1.) The earth's population growth is not a significant factor though, logistics of accessibility to food, water and shelter can give this misperception at times i.e. 2 of the most densely populated regions on Earth, India and China are net exporters of food and have no overall or pending water shortage issues... now extrapolate these 2 billion people globally and you start to get the picture. At present, a land mass the size of Texas could feed the world.

2.) Resources are finite, yes but, as this forum focuses principally on fossil fuels, we have over 100 years of known reserves and likely 140 to 200 years with yet to be "discovered" and exploited. The winning bet would be that as substitutes for fossil fuels are developing quickly, the price of fossil fuels might well drop rather than straight-line increase over the next hundred years.

3.) As for climatic change, guess what? The climate has always changed, is changing and will continue to change... that's called nature and that means opportunity for us.

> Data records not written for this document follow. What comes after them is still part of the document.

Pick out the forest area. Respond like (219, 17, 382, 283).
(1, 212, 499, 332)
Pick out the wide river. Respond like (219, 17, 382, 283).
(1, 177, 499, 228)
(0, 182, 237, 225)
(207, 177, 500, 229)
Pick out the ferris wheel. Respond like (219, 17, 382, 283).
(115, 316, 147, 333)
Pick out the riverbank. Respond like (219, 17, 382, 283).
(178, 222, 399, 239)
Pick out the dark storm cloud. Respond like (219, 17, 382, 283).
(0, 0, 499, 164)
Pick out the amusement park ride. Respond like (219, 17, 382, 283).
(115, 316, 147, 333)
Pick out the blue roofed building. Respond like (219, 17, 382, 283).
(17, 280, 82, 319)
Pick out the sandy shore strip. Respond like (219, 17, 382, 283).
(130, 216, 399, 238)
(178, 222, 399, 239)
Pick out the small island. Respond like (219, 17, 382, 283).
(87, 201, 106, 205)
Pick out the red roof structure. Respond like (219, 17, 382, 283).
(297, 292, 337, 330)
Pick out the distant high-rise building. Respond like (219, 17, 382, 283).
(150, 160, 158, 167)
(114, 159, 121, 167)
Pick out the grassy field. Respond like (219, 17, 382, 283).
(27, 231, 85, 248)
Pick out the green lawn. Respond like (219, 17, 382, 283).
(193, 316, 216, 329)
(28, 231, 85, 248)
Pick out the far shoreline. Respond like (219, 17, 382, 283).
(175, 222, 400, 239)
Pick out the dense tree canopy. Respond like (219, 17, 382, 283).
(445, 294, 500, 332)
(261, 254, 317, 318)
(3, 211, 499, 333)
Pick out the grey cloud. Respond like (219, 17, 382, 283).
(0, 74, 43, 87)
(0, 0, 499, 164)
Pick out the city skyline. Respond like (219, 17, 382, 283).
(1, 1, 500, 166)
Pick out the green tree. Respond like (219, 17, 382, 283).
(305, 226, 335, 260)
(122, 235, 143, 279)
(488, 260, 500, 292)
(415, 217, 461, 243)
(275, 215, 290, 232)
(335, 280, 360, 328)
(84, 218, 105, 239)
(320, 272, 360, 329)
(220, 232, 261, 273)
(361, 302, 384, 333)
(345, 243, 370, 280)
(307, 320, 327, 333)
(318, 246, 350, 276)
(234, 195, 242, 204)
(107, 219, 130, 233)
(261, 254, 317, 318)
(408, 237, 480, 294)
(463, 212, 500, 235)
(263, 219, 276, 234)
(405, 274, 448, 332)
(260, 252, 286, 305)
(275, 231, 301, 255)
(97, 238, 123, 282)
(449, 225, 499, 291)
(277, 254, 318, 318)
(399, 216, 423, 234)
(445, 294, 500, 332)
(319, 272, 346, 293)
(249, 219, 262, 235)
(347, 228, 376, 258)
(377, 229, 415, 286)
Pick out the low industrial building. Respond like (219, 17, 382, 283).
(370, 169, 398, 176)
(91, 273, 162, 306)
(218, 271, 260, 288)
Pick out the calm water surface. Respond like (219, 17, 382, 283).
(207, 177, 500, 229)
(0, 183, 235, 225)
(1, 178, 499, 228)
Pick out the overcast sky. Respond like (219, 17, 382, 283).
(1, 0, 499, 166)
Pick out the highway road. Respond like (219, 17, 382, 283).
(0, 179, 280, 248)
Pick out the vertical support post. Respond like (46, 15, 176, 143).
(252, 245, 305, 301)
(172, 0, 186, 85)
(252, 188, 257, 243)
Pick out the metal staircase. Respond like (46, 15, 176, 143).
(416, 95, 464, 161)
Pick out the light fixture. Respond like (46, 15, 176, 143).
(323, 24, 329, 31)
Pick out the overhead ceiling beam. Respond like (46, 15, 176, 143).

As some areas become arid others becoming tropical. It is change that causes economic stimulus and opportunity. I hate to say it but, every time we have a hurricane, flood or earthquake, it stimulates the economy.

4.) Finally, let's put things into perspective. The world is getting better, not worse. It's only the media that chooses to sell the easy spin on things being worse that misleads us... that includes the extinction of species. Yes, human impact is not always good on other animal life however, the world is far more adaptive than some would have us believe and the status quo is not an environmental norm or desirable objective. Once again, things change and that is what is normal and desirable. For the record, approx. 93% of all life that existed before humankind came to walk the Earth was extinct before we arrived.

For a while I honestly believed that the polluted air, polluted water and polluted land that everyone knows are all around us are actually for real.

Thank you, QuasiMe, for identifying all the problems that mankind has inflicted on planet
Earth and upon itself in the last century and a half of industrialization as "A pile of crap."

Why would anyone reduce polluting, look for cleaner energy alternatives and reverse (if possible) the damage already done if the problems only exist in the fertile imagination of some mad scientists and the agenda driven media?